Он заходил к ней почти каждый день на полчаса, раз сводил ее в театр, но говорил, по обыкновению, мало и больше о самых обыденных вещах, точно не снисходя до какого-нибудь более серьезного разговора. С Васей он не особенно дружил (он, кажется, вообще, детей не любил) и никогда не ласкал. И Вася не благоволил к дяде, тем более, что дядя как-то раз заметил, что мать его очень балует, и насмешливо прибавил:
— Видно, думаешь, что он герцогом будет?
После чего прочел коротенькую и вполне основательную лекцию о том, как портят матери детей, и какие от этого вырастают нюни.
Марья Евграфовна стала возражать, но Марк видимо слушал с снисходительным презрением ее доводы, что нельзя не побаловать ребенка, и вместо ответа только усмехнулся, обидев и сконфузив Марью Евграфовну.
— А ты не сердись, Маша, — проговорил, уходя, Марк, — и извини меня дурака, что вмешался не в свое дело и вздумал убеждать женщину да еще мать! Совершенно бесполезная трата слов и времени!
Не высказывая сестре ни своих взглядов, ни мнений, ни планов и надежд, что казалось столь странным в молодом человеке двадцати пяти лет, Марк оставался для Марьи Евграфовны несколько загадочным, хотя бесспорно выдающимся человеком. Ее удивляло, что он такой сдержанный, спокойный и, казалось, решительно ничем не увлекающийся. Все, что за все эти дни Марк сообщил о себе, относилось к его внешнему положению. Он служил и получал восемьсот рублей. Доволен ли он своим положением и заработком, Марк не проронил ни слова, точно говорил не о себе, а о ком-то постороннем. И еще была в нем одна черта, поразившая Марью Евграфовну: брат никого не бранил, никого не осуждал, а если и бранил, то равнодушно, скорее определяя явление, но не возмущаясь им, и ни на что не жаловался. Даже погоду петербургскую ни разу не обругал.

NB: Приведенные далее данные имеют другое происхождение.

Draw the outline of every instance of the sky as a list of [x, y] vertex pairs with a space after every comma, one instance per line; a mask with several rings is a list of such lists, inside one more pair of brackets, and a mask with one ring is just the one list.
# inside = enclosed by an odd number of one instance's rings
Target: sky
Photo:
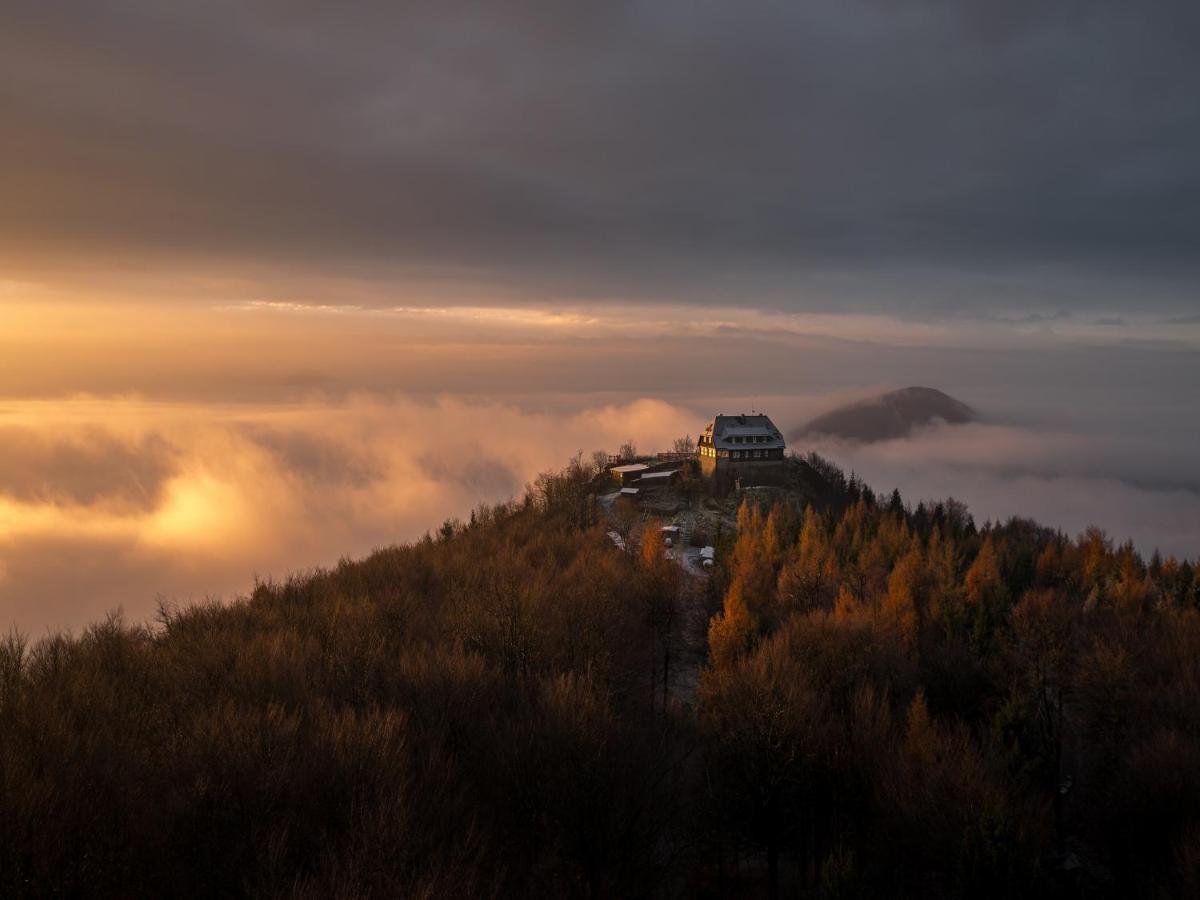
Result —
[[1200, 554], [1194, 4], [6, 2], [0, 630], [235, 596], [751, 406]]

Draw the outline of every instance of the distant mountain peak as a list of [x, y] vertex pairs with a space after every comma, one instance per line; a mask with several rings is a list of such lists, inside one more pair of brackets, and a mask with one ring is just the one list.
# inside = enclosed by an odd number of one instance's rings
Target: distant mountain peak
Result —
[[976, 418], [971, 407], [936, 388], [901, 388], [818, 415], [792, 432], [788, 439], [828, 434], [871, 443], [906, 437], [913, 428], [936, 420], [962, 425]]

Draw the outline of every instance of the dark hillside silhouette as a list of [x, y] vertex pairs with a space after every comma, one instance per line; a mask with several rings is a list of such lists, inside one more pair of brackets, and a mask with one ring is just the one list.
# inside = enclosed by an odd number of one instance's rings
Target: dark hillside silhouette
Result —
[[889, 440], [936, 420], [962, 425], [974, 419], [971, 407], [948, 394], [934, 388], [902, 388], [818, 415], [797, 428], [790, 439], [828, 434], [846, 440]]

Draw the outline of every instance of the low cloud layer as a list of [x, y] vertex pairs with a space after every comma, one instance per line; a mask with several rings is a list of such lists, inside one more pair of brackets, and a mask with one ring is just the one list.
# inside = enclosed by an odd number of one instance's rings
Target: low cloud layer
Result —
[[1072, 426], [935, 425], [896, 440], [822, 439], [812, 449], [877, 490], [898, 487], [913, 505], [954, 497], [979, 524], [1019, 516], [1070, 536], [1098, 526], [1147, 554], [1200, 557], [1196, 426], [1154, 437]]
[[[845, 394], [767, 398], [790, 421]], [[374, 546], [410, 540], [480, 503], [518, 494], [577, 450], [634, 439], [662, 449], [704, 416], [749, 406], [625, 400], [589, 408], [456, 396], [355, 395], [305, 403], [214, 404], [77, 397], [0, 410], [0, 629], [80, 628], [157, 596], [229, 598]], [[877, 490], [955, 497], [976, 520], [1088, 524], [1144, 552], [1200, 554], [1196, 426], [1138, 433], [1076, 410], [935, 426], [871, 445], [817, 450]]]
[[79, 628], [156, 595], [410, 540], [518, 494], [577, 450], [662, 448], [700, 424], [642, 400], [574, 414], [443, 397], [300, 407], [11, 404], [0, 472], [0, 630]]

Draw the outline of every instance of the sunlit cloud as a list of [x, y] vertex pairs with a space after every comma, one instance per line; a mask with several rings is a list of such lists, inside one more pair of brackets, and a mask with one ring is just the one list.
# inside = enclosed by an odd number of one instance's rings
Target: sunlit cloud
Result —
[[[330, 564], [506, 500], [577, 451], [614, 450], [626, 439], [662, 449], [700, 425], [691, 410], [654, 400], [569, 415], [455, 397], [8, 403], [0, 428], [38, 446], [60, 452], [103, 439], [128, 450], [128, 458], [92, 460], [97, 479], [115, 484], [138, 454], [163, 457], [155, 442], [168, 448], [170, 468], [139, 504], [94, 491], [18, 490], [24, 484], [0, 490], [0, 628], [79, 625], [119, 605], [144, 617], [160, 594], [229, 596], [256, 574]], [[52, 475], [53, 455], [24, 481], [36, 487]]]

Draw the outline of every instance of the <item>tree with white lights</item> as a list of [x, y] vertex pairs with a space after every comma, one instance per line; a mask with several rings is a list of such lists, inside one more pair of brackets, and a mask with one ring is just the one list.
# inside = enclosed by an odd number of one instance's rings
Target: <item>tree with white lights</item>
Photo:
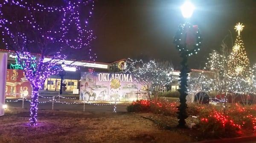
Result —
[[[217, 91], [220, 96], [220, 99], [222, 101], [223, 98], [225, 99], [224, 104], [227, 106], [227, 63], [230, 52], [228, 50], [227, 45], [225, 39], [227, 35], [222, 40], [220, 49], [220, 52], [213, 50], [209, 54], [207, 62], [204, 69], [211, 72], [210, 77], [212, 81], [213, 90]], [[221, 102], [221, 104], [222, 104]], [[222, 107], [222, 106], [221, 106]]]
[[15, 51], [19, 65], [33, 88], [31, 126], [37, 125], [38, 90], [50, 75], [62, 70], [57, 63], [66, 58], [65, 50], [85, 48], [88, 48], [88, 53], [85, 54], [90, 54], [90, 42], [94, 38], [88, 27], [93, 1], [43, 2], [0, 2], [1, 41], [7, 49]]
[[228, 91], [231, 95], [232, 103], [240, 96], [244, 104], [248, 103], [248, 96], [252, 91], [252, 71], [244, 43], [240, 35], [244, 26], [238, 23], [235, 29], [238, 32], [232, 51], [227, 63]]
[[256, 95], [256, 64], [253, 67], [253, 93]]
[[142, 60], [128, 59], [126, 72], [132, 74], [136, 81], [147, 91], [149, 99], [150, 91], [154, 86], [155, 91], [159, 92], [160, 86], [169, 84], [173, 80], [173, 69], [166, 62], [157, 62], [150, 60], [144, 63]]

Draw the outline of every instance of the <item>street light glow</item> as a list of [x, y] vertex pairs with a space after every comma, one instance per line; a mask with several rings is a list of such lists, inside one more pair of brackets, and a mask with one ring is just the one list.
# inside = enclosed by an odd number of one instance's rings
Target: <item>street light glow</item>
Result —
[[184, 18], [189, 18], [191, 17], [195, 7], [189, 1], [187, 1], [180, 7], [180, 10], [182, 15]]

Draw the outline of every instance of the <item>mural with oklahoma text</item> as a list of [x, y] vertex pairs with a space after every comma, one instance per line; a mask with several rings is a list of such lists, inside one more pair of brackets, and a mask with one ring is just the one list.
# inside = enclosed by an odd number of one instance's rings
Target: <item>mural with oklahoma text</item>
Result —
[[32, 88], [22, 70], [7, 69], [6, 97], [26, 97], [31, 95]]
[[81, 72], [80, 100], [133, 101], [147, 98], [147, 92], [132, 75]]

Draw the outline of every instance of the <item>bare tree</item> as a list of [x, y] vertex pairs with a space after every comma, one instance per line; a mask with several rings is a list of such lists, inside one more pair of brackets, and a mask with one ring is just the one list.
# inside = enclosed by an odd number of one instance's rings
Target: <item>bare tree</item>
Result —
[[144, 63], [142, 60], [128, 59], [126, 72], [131, 73], [137, 82], [144, 87], [148, 93], [149, 99], [151, 99], [150, 91], [153, 86], [157, 92], [160, 91], [161, 86], [170, 84], [173, 80], [172, 72], [173, 70], [168, 62], [155, 62], [150, 60]]

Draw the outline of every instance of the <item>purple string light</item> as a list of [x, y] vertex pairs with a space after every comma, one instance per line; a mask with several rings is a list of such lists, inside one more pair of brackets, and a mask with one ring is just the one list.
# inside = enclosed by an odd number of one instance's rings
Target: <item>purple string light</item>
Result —
[[[50, 75], [62, 70], [57, 65], [67, 58], [62, 51], [67, 48], [87, 48], [90, 60], [95, 61], [96, 56], [90, 45], [95, 38], [88, 26], [94, 2], [63, 0], [61, 6], [48, 6], [26, 1], [0, 2], [0, 32], [6, 48], [15, 50], [18, 62], [32, 87], [29, 125], [36, 126], [38, 90]], [[84, 7], [89, 9], [87, 17], [80, 12], [81, 9], [84, 11]], [[10, 8], [18, 12], [10, 12]], [[51, 59], [46, 61], [45, 58], [49, 56]], [[35, 63], [35, 67], [31, 66]]]

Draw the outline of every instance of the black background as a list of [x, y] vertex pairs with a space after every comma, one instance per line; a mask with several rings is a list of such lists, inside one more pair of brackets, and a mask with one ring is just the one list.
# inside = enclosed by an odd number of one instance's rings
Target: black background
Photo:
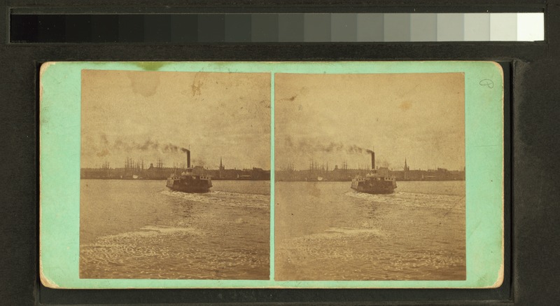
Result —
[[[560, 0], [11, 0], [0, 14], [0, 305], [556, 305]], [[415, 10], [415, 11], [414, 11]], [[538, 43], [15, 43], [12, 13], [545, 13]], [[38, 281], [38, 67], [48, 61], [493, 60], [505, 68], [505, 279], [495, 289], [55, 290]]]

По обыкновению, Марк заходил к сестре по вечерам, часов около семи. И в этот вечер, в те же часы раздались его хорошо знакомые три удара, твердые и медленные в дверь, и, вслед за разрешением, в комнату вошел Марк Борщов.
Он был поразительно похож на Марью Евграфовну. Такой же пригожий и цветущий, ухитрившийся сохранить в Петербурге здоровый, пышный румянец на щеках, среднего роста с темно-русыми кудрявыми волосами, маленькой бородкой и шелковистыми усами. Тот же высокий лоб, тот же русский, слегка мясистый нос, те же карие глаза и большие широкие руки с короткими пальцами. Но выражение и лица и глаз у Марка было совсем другое — далеко не простодушное и кроткое, а строгое и уверенное, определенное и как будто несколько вызывающее. Что-то энергичное, сильное и упрямое чувствовалось и в красивом серьезном лице Марка, и в его сухощавой крепкой фигуре, и в твердой походке, и в манерах, слишком уверенных для молодого человека.

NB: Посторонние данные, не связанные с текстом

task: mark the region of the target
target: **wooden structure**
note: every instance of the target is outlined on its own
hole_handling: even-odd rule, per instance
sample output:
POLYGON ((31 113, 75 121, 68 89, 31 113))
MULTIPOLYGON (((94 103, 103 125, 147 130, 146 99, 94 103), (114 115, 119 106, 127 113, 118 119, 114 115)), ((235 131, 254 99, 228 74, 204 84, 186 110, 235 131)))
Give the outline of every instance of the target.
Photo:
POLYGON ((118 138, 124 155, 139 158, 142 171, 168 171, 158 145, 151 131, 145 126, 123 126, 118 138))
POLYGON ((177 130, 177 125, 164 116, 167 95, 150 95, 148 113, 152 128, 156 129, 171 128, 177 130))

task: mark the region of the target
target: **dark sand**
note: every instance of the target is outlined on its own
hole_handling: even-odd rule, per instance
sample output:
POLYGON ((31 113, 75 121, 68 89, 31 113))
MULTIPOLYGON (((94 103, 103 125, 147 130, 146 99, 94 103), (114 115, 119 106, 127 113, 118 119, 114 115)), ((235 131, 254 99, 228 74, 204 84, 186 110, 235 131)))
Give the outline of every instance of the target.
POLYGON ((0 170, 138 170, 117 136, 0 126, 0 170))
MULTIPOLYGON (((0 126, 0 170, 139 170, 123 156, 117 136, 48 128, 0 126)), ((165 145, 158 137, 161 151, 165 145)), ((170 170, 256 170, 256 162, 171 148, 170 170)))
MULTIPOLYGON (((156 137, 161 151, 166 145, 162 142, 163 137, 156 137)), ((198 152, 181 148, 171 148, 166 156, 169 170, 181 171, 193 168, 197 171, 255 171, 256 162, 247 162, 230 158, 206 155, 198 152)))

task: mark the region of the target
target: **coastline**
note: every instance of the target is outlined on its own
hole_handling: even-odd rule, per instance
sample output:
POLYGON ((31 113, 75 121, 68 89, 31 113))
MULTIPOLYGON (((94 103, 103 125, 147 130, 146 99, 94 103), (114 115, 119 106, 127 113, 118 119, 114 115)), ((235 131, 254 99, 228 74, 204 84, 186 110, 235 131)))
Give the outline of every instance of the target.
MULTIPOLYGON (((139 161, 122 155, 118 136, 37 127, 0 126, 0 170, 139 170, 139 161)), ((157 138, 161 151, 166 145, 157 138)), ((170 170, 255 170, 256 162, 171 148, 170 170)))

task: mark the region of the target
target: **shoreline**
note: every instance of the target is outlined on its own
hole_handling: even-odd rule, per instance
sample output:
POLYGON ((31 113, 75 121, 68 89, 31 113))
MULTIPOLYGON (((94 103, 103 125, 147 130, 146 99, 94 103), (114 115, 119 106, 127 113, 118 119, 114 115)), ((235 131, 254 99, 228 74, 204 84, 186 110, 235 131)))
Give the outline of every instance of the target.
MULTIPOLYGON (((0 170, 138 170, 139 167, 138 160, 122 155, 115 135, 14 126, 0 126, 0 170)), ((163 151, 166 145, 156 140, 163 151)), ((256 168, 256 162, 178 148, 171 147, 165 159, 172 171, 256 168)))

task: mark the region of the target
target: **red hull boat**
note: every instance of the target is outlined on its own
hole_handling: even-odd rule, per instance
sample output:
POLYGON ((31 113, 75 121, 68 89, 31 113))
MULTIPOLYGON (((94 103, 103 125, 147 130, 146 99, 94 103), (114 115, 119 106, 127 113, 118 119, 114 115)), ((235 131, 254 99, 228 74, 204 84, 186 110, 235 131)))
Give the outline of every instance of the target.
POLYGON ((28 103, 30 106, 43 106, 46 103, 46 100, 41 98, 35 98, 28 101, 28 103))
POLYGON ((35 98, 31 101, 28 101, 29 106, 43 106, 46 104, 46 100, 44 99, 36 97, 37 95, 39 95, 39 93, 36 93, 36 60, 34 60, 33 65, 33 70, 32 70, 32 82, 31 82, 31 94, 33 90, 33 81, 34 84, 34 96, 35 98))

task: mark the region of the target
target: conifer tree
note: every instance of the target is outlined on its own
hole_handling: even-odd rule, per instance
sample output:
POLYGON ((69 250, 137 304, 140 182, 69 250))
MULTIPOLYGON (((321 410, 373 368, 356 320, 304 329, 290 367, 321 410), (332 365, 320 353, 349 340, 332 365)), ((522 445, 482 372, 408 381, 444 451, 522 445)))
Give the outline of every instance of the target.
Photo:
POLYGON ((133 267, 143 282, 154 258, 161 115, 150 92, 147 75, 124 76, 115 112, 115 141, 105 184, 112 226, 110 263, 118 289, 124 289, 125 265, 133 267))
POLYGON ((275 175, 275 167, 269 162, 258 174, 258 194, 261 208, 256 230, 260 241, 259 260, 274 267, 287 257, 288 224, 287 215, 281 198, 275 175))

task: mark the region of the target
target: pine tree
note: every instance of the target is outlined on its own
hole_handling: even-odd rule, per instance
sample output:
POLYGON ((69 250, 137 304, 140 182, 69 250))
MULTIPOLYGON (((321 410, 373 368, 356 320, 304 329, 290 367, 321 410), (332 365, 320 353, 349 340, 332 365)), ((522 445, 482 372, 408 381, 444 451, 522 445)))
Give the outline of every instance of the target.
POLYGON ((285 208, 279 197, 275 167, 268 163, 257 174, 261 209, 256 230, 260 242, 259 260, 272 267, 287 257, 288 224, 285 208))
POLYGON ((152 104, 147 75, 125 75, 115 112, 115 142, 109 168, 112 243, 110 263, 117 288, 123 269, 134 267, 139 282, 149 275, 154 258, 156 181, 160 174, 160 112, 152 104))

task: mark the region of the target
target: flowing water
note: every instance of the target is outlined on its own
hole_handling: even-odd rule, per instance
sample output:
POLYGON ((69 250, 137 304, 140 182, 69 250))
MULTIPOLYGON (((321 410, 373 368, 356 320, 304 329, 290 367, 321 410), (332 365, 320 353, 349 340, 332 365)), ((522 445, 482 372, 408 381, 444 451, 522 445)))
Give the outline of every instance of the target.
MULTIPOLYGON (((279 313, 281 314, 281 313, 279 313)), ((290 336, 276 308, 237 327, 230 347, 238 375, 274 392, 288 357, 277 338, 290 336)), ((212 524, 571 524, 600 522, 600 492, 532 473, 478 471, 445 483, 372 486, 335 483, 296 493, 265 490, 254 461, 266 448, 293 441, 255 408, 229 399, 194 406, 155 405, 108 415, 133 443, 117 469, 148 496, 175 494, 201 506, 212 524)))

Одет он был с скромной простотой хорошего вкуса. В его костюме не было ничего крикливого, яркого. Темная жакетка, темный галстук, свежее белье. И сам он был свежий, чистый и опрятный — видно, что смотрел за собой.

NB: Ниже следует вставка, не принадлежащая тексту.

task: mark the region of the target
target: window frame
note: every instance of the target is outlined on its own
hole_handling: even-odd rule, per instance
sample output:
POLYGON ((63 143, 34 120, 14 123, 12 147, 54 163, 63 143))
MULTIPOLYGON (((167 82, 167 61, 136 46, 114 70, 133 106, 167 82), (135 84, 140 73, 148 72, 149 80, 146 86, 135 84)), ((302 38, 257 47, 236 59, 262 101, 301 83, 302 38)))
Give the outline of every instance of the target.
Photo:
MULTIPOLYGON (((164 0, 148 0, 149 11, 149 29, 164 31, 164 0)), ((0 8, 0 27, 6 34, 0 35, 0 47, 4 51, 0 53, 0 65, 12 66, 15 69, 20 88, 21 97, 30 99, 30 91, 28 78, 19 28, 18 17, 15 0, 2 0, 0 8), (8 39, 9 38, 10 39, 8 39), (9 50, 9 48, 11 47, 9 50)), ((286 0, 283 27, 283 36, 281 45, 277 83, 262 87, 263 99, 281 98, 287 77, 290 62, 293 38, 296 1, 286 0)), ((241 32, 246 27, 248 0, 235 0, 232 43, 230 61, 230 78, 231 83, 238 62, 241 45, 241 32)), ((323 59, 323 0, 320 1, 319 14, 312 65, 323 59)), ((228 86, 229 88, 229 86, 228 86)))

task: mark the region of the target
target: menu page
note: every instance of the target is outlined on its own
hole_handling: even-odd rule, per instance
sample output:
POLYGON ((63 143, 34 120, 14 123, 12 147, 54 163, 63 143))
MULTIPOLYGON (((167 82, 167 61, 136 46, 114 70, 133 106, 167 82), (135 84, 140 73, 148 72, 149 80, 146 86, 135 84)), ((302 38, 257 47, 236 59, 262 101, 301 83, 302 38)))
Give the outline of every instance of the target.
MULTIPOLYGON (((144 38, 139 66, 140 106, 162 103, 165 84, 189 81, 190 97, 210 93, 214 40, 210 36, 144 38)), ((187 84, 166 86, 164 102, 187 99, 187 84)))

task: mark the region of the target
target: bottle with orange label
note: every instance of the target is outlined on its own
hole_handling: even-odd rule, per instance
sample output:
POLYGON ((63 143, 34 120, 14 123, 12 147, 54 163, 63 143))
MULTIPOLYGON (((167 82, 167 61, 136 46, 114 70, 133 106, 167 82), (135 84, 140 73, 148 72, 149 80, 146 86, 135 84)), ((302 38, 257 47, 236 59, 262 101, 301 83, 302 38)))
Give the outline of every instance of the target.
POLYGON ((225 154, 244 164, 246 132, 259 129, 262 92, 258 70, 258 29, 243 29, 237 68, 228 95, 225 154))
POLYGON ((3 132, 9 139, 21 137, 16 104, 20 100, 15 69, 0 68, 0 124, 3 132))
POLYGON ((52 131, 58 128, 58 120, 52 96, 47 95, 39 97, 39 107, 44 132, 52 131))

Марк пожал руку сестры и присел на кресло, предварительно раздвинув полы жакетки, чтобы не смять ее.
— Ну, герцог наш, кажется, поправляется? — спросил он.
— Ему сегодня гораздо лучше. Жар спал.
— И тебе, следовательно, нет причины волноваться?
— Я и не волнуюсь. Хочешь чаю?
— Нет… Некогда.
— Спешишь?
— Да, дело есть…
— А я, Марк, хотела с тобой поговорить об одном деле, — заговорила, после минутного молчания, Марья Евграфовна, робея и конфузясь… — Ты можешь уделить мне несколько минут?
— Сделай одолжение, Маша. Я могу десять минут, а то и все четверть часа уделить тебе.